When a zinc deficiency has been confirmed, supplementation can genuinely restore immune function. This applies in particular to older adults, severely malnourished individuals and certain patient groups such as people living with HIV. For these at-risk groups, supplementation is well supported by evidence (PMID: 12730441, 16373990, 7478075).

For people without a deficiency the benefits are more modest, but several controlled studies show that zinc up to 30 mg per day can shorten the duration and severity of colds and other respiratory infections. The effect appears to be greatest in people with a mild deficiency (PMID: 16373990).

Important to know: more is not better. At very high zinc doses, some immune cells are actually suppressed (natural killer cells, T cells), while others become overactivated. Strikingly, this pattern resembles the damage that also occurs with a deficiency. Taking high doses of zinc without a clear reason is therefore not a good idea (PMID: 12730441).
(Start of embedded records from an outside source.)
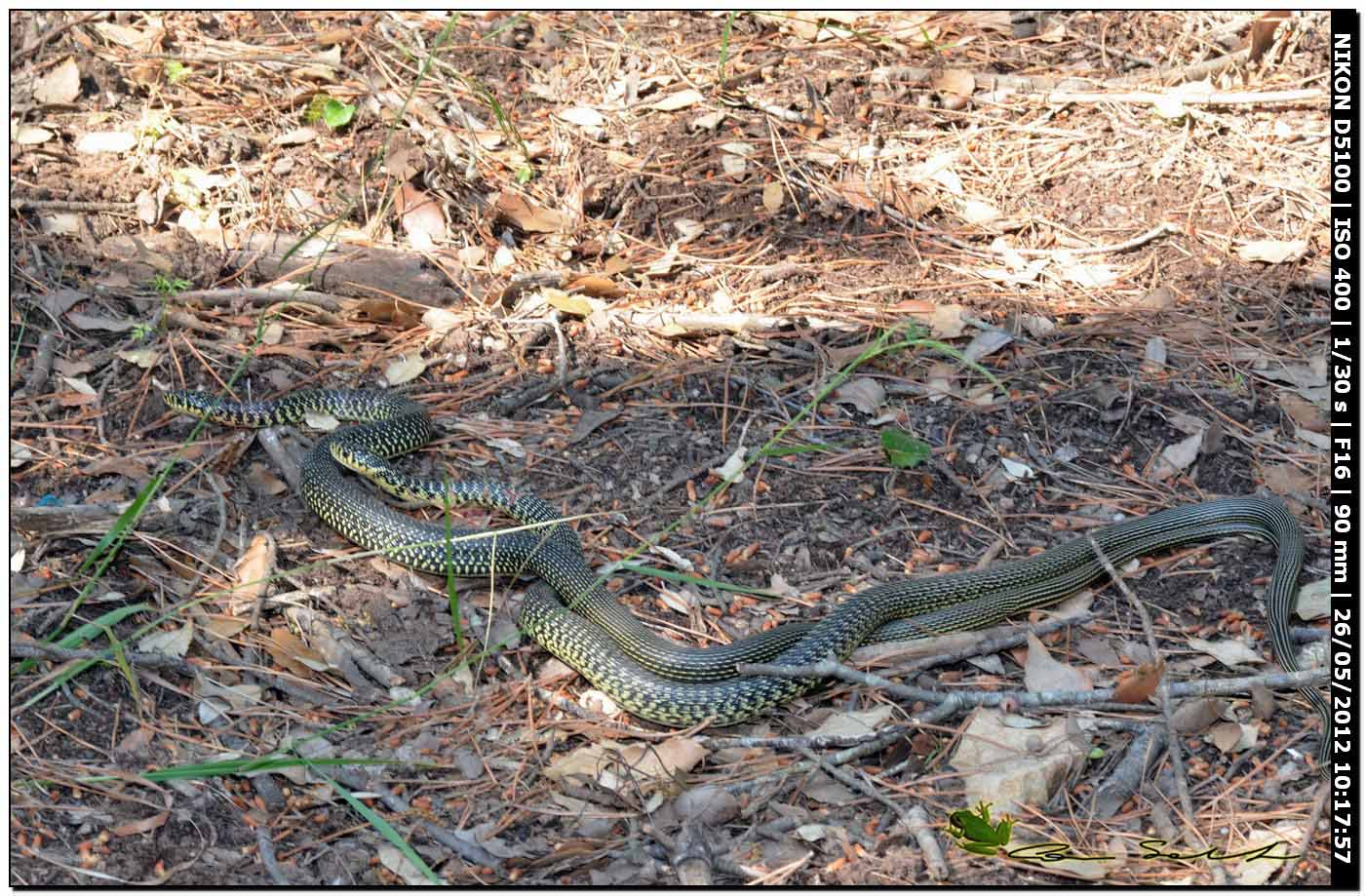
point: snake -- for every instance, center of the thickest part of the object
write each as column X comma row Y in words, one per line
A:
column 675, row 684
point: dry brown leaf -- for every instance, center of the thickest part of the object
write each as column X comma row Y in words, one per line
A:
column 1044, row 674
column 1272, row 251
column 146, row 825
column 596, row 286
column 1228, row 651
column 1304, row 412
column 1263, row 31
column 61, row 85
column 290, row 651
column 173, row 643
column 1286, row 479
column 422, row 218
column 252, row 571
column 406, row 369
column 679, row 99
column 576, row 305
column 635, row 765
column 955, row 81
column 1137, row 685
column 528, row 216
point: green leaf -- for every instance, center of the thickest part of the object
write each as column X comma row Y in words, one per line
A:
column 176, row 71
column 904, row 449
column 337, row 113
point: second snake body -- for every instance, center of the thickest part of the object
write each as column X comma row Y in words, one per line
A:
column 658, row 679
During serious infections such as sepsis, zinc levels in the blood drop because zinc shifts to the liver. Low zinc levels are associated with a more severe disease course, but whether zinc supplementation improves outcomes in sepsis has not yet been sufficiently proven (PMID: 30060473).

How solid is this?

The claims are based on multiple controlled studies and laboratory research (PMID: 12730441, 23804522, 29186856, 12142956, 16373990, 7478075, 30060473). The evidence is strong for zinc deficiency and recovery following supplementation; the evidence for the effect on colds in people without a deficiency is moderate. For sepsis, the evidence is limited and observational in nature.